Over the course of six albums, including an unheralded self-titled ’98 debut, your lyrics have gotten more deeply romanticized.

Source Tags was very sentimental. There’s songs about the break-up I went through, like ‘How Near How Far’ —the idea of letting go of a muse. There’s no mystery about that. It’s as close as we’ve come to writing a romantic record. The new one’s sentimental, but there’s no love theme. It doesn’t mean we won’t go back to that in the future. Worlds Apart was real political, but not well-timed. Maybe it was three years early.

Those things I was pointing my finger at on Worlds Apart were about consumer society, which consumes The Century Of Self. There was a sense that Worlds Apart was informed by the ongoing Gulf War. I tried to address it but the album suffers from being overly ambitious. We were really reaching hard to make a testimonial that’d push our abilities as writers.
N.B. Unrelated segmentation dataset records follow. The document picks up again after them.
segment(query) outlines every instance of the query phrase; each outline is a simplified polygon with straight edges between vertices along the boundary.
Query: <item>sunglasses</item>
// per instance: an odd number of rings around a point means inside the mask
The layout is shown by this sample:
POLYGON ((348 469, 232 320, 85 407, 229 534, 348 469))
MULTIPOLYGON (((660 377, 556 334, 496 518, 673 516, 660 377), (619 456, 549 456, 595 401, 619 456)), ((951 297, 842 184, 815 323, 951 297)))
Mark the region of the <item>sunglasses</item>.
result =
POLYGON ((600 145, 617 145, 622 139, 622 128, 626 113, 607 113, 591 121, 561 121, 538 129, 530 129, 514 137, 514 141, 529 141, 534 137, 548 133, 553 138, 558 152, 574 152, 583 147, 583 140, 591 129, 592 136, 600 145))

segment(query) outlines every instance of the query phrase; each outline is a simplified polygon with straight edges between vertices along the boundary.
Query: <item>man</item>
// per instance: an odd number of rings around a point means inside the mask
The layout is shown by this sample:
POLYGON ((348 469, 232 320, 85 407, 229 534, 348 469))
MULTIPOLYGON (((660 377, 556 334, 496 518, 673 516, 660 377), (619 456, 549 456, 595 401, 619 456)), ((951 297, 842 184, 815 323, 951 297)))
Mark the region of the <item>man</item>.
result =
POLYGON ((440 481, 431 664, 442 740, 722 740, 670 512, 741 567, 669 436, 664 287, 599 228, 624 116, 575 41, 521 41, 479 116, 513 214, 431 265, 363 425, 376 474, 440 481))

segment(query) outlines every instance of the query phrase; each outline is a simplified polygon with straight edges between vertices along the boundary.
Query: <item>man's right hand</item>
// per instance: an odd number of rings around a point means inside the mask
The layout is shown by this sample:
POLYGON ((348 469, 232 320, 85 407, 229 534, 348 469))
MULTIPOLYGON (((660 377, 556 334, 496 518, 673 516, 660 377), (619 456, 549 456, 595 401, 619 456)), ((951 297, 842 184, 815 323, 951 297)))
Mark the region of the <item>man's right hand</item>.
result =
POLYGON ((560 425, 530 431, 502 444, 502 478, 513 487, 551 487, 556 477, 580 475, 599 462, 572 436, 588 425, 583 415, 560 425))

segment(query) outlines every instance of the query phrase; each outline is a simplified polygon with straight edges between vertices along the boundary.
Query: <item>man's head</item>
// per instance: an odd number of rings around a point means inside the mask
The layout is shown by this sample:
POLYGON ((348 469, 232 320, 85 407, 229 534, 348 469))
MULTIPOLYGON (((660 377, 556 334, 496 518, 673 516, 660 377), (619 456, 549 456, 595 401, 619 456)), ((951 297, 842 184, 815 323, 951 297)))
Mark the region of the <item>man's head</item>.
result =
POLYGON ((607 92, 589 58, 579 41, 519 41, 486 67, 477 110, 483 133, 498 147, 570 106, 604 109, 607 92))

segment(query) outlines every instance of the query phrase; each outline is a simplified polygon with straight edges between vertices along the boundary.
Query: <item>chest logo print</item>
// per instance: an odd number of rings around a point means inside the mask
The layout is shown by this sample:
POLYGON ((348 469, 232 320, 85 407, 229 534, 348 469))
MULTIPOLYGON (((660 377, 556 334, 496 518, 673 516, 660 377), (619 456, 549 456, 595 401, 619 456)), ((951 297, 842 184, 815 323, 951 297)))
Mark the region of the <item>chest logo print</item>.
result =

But we were going through personal stress with Neil leaving the band. That took away from us achieving everything we wanted with that record. I’m proud to have the courage to say those things at the time but I didn’t think anyone wanted to hear them.

Was So Divided a haughtier extension of Worlds Apart?

Except it had no political statement. It didn’t try to reach out to the world. I still think So Divided was a big ‘fuck you’ to everyone. I didn’t want to connect. I wanted to withdraw into our own world and say ‘screw you if you don’t like it.’ I was disappointed with its reception amongst peers and the label. The idea of working on a major label wasn’t working so maybe it was a self-indulgent attempt to get dropped. But The Century Of Self couldn’t have been made if we didn’t do So Divided. The hardest record we ever made was So Divided, especially the painful lyrics. In contrast, The Century Of Self felt easier— the way the songs came together naturally. There were technical challenges with the producer and the studio, but the creative part was unified.